In a statement, Gardner explained the sale of the Danish top flight club to a local businessman: “Our investment group has accepted an offer from a local Danish businessman to buy the club, and we are pleased to complete the transaction and sell our ownership stake. It’s been an honour and privilege to be the managing partner and chairman for this club, an opportunity that only a handful of Americans have in European Football…Over a period of three seasons, we had the fourth most wins (49) of any club in any division in Danish Professional Football.”
Three and half years ago, Gardner, who was also a minority investor in Irish side Dundalk and English Championship team Swansea City, led a group of investors to the Hovedstaden region in Denmark to acquire the local club, reportedly investing DKr7.1 million (about $1.2 million) for a controlling interest of about 51% in Helsingor at the time.
Nick Swinmurn, founder of online shoe retailer Zappos, and Harry Tsao, a serial entrepreneur and investor, John Burbank, the founder of the Passport Capital hedge fund, and Michael de Anda, from investment office de Anda capital, were all part of the team.

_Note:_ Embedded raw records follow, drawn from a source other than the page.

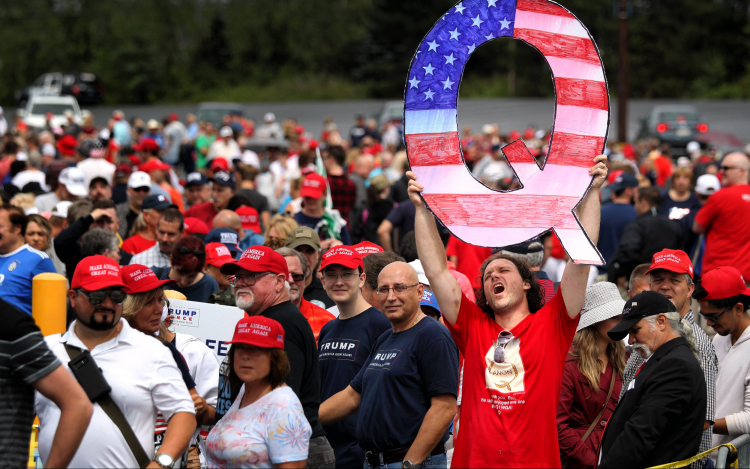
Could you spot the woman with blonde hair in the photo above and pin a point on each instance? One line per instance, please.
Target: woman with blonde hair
(278, 228)
(592, 378)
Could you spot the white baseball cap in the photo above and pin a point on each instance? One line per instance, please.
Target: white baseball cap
(139, 179)
(74, 181)
(707, 184)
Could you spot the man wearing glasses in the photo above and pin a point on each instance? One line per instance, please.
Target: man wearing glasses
(671, 274)
(725, 218)
(141, 372)
(724, 301)
(260, 279)
(405, 393)
(346, 342)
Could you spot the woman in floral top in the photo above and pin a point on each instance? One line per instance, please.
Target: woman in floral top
(265, 427)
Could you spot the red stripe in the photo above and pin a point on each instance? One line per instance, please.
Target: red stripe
(560, 45)
(584, 93)
(517, 152)
(433, 149)
(516, 211)
(542, 6)
(574, 150)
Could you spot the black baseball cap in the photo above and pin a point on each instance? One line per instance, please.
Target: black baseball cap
(642, 305)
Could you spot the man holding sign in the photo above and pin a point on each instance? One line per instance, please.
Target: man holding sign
(514, 349)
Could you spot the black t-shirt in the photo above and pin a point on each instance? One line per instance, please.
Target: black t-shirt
(316, 294)
(404, 371)
(344, 346)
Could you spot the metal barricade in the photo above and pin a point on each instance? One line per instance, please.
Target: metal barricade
(742, 443)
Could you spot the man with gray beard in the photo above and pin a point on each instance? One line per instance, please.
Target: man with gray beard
(660, 417)
(261, 284)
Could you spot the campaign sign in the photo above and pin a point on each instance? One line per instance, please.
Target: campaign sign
(213, 324)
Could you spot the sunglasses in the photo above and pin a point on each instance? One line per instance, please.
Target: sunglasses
(100, 296)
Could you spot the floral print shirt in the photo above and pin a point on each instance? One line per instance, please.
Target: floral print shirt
(269, 431)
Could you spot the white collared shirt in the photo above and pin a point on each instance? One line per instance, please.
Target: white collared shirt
(144, 379)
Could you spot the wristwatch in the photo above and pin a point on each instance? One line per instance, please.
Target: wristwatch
(164, 460)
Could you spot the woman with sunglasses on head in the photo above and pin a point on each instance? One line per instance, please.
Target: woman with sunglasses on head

They also held minority stakes in the Golden State Warriors in the NBA.
“In 2019, we took over a distressed football club and in short order turned it into one of the best and most well-run clubs of our size in Denmark,” wrote Gardner. “We won promotion to the Danish 1st Division in 2020, followed up by two straight top-four finishes, and a near miss on a second promotion in three seasons to the Danish Superliga.”
Gardner had intended the club to become a feeder team, developing American talent – Denmark’s relaxed foreign player restrictions made Helsingor attractive.

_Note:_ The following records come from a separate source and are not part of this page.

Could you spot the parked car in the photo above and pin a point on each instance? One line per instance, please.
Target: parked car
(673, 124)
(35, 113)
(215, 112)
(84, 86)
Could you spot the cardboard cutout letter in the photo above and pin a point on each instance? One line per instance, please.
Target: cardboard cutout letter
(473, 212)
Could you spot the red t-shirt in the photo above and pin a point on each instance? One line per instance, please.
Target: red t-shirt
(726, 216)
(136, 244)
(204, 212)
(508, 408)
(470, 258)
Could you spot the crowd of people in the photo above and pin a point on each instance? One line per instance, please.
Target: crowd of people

In the last few years, Danish football has seen an influx of foreign investors precisely because of the good entry prices, low player wages, established youth development and liberal mainstream culture.
Eight out of 24 clubs in the country’s two best leagues, the Super League and the Nordic Bet League, are owned by foreign investors. The Danish FA (DBU) has been considering whether an owners’ test should be introduced to protect clubs from owners who could threaten the domestic ecosystem.